Einige Fragen, um den Zusammenhang zu erhellen:
Wollen wir über "Sexualität" diskutieren, weil wir dort noch "Befreiung, Utopie, Veränderung und Emanzipation" erwarten, weil der gesellschaftliche Sinn zum Beispiel in Arbeit und Politik verlorengegangen ist, die Sinnsuche in Sexualität Sinnlosigkeit kompensiert ?
Wird in Sexualität, in unserer sexuellen Existenz Selbstbestätigung und emotionale Befriedigung gesucht, weil sie nirgends sonst noch zu finden ist ? "Die Liebe...Sie rettet Verlorenes als Gegenwart und schafft Zukunft aus dem Verlust. Nichts ist befreiender für die angespannte Seele, nichts belebender für die verhärtete, nichts stärkender für die kranke.
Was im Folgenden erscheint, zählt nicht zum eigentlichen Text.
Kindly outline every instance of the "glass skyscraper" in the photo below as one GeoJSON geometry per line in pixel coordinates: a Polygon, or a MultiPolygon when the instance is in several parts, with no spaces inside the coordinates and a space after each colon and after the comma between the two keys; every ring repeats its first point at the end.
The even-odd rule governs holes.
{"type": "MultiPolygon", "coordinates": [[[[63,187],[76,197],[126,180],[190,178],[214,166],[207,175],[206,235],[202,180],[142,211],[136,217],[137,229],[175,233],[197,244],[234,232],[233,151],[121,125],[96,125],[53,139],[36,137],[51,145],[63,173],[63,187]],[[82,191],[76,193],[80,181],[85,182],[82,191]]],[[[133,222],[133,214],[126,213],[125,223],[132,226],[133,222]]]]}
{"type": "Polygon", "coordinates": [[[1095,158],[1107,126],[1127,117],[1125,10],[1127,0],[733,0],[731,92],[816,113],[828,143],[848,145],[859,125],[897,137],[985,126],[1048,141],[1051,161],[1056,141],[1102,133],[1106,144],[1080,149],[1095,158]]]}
Die Liebe macht die kleine Seele groß."(Volkmar Sigusch, Das gemeine Lied der Liebe)
Wenn wir weder glücklich werden mit Askese (ich brauche keine Sexualität, um glücklich zu sein), noch mit einem Hedonismus, der zur Sexualität verpflichtet (nur mit möglichst viel Sex bist du glücklich), wie dann ?
Auch wenn wir eine Anschauung verwerfen, die Sexualität mystifiziert als etwas Anarchisches, Subversives, Natürliches, daß es nur zu befreien gälte, ist Lust nicht an sich eine Kraft der menschlichen Existenz, die der nichtinstrumentalen Unmittelbarkeit angehört, sich nicht auf Technik reduzieren läßt, nicht im Logos aufgeht, und geregelten Ordnungen (zum Beispiel der Ehe) widerspricht ?
Die Hingabe, der Rausch, der Wahnsinn, Sexualität als Sprache ohne Worte, als wechselseitige Verpersönlichung, wie können wir den Wert von Sexualität öffentlich und politisch schätzen: mit Illusionen, oder pessimistisch, romantisch oder durch "Desillusionsromantik" (Lucacs) ?
Ausgehungerte Körper
"Eine Welt, in der niemand wagt, etwas kennenzulernen, was ihn im Innersten berührt - außer vielleicht den Schmerz; denn sollten wir Freude erfahren, so wird sie uns augenblicklich und gewaltsam von den anderen entrissen - so ausgehungert sind wir danach, und so eifersüchtig wachen wir über uns."(William Carlos Williams)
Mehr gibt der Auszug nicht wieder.